The Steelers were 27th in the NFL in average starting field position after kickoffs because their kickoff return game struggled. The Steelers’ average starting field position was the 24.3-yard line, according to Football Outsiders.

In short, the Steelers had to travel farther than most teams to accumulate their points.

If the Steelers simply knelt on the ball when it was kicked into the end zone they’d improve their field position without much effort. It’s like signing your name on the SAT. It’s free yards.

Yet the Steelers continually gave their returners the green light to take the ball out of the end zone, and they continually failed to get to the 25. Many times, they failed to get to the 20, or even the 15. And other times their undisciplined blockers would get penalties that set them back even farther.

It’s not like there was much incentive to bringing the ball out of the end zone.

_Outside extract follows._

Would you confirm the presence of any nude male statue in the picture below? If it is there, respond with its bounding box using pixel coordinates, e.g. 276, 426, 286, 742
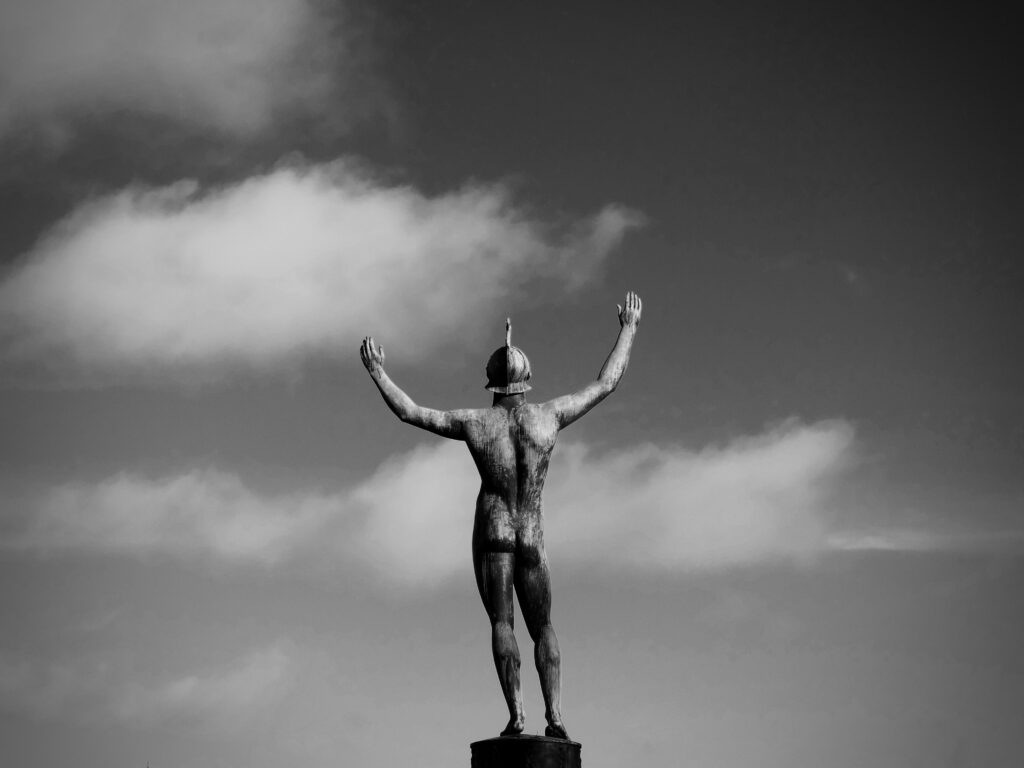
359, 292, 642, 738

The longest return of the year by a Steelers returner was 44 yards and the returners averaged just 21.5 per return, which ranked 17th in the league.

Sammie Coates was the best of the bunch with a 25.0 return average, but the Steelers could not find a way for kickers to kick to him. Fitzgerald Toussaint, who was described as the blocking back by head coach Mike Tomlin, had more than twice as many returns as Coates and averaged 21.4 yards per return.